Mr. Beresford Hope recollected that in a Surrey town church the notices given out by the clerk included the announcement of the meetings at the principal inn of the town of the executors of a deceased duke.
In the days of that extraordinary free-and-easy go-as-you-please style of service which prevailed at the end of the eighteenth and beginning of the nineteenth century, the most extraordinary announcements were frequently made by the clerk, and very numerous stories are told of the laxity of the times and the quaintness of the remarks of the clerk.

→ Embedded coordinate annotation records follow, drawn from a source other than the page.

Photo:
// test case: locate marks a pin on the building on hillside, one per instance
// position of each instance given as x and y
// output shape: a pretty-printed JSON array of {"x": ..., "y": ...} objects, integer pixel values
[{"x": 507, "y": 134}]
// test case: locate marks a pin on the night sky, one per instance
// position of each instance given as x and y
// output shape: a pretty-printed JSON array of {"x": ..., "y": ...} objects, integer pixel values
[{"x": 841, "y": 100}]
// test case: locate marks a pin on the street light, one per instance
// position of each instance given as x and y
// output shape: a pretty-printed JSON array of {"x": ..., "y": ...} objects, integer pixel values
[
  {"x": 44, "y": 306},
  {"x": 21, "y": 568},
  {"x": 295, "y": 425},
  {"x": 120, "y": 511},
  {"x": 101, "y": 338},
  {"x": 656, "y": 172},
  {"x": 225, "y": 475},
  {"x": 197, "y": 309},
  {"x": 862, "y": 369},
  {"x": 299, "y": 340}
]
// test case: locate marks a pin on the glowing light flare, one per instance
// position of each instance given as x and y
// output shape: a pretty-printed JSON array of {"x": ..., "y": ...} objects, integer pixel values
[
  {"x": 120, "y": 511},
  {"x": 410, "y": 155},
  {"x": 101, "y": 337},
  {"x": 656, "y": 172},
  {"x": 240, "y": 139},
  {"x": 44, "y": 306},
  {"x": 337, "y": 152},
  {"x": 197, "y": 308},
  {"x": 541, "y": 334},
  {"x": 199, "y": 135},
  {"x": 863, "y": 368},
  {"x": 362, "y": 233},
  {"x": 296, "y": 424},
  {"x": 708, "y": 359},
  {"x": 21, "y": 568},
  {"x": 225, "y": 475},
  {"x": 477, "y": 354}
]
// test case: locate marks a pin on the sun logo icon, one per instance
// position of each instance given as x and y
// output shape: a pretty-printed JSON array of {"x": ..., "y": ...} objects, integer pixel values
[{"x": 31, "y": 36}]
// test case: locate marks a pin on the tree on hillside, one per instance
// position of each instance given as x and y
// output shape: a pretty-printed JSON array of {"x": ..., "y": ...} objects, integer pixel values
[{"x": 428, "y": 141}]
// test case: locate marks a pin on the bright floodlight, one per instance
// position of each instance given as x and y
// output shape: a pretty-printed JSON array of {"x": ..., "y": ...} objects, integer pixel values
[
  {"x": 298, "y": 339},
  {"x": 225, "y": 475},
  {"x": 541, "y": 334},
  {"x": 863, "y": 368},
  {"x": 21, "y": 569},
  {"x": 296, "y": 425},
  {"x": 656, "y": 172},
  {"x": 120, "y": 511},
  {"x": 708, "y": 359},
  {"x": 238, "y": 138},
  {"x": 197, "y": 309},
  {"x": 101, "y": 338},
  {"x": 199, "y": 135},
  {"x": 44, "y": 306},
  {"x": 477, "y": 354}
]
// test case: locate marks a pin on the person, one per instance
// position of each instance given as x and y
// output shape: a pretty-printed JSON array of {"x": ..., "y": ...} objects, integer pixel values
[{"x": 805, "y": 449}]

An old Shropshire clerk gave out on Easter Day the following extraordinary notice:
“Last Friday was Good Friday, but we’ve forgotten un; so next Friday will be.”
Another clerk gave out a strange notice on Quinquagesima Sunday with regard to the due observance of Ash Wednesday. He said: “There will be no service on Wednesday—’coss why? Mester be going hunting, and so beeze I!” with triumphant emphasis. He is not the only sporting clerk of whom history speaks, and in the biographies of some worthies of the profession we hope to mention the achievements of a clerkly tailor who denied himself every luxury of life in order to save enough money to buy and keep a horse in order that he might follow the hounds “like a gentleman.”
Sporting parsons have furnished quite a crop of stories with regard to strange notices given out by their clerks. Some of them are well known and have often been repeated; but perhaps it is well that they should not be omitted here.
About the year 1850 a clerk gave out in his rector’s hearing this notice: “There’ll be no service next Sunday, as the rector’s going out grouse-shooting.”
A Devonshire hunting parson went to help a neighbouring clergyman in the old days when all kinds of music made up the village choir. Unfortunately some difficulty arose in the tuning of the instruments. The fiddles and bass-viol would not accord, and the parson grew impatient. At last, leaning over the reading-desk and throwing up his arms, he shouted out, “Hark away, Jack! Hark away, Jack! Tally-ho! Tally-ho![71]”
[Footnote 71: Mumpits and Crumpits, by Sarah Hewitt, p. 175.]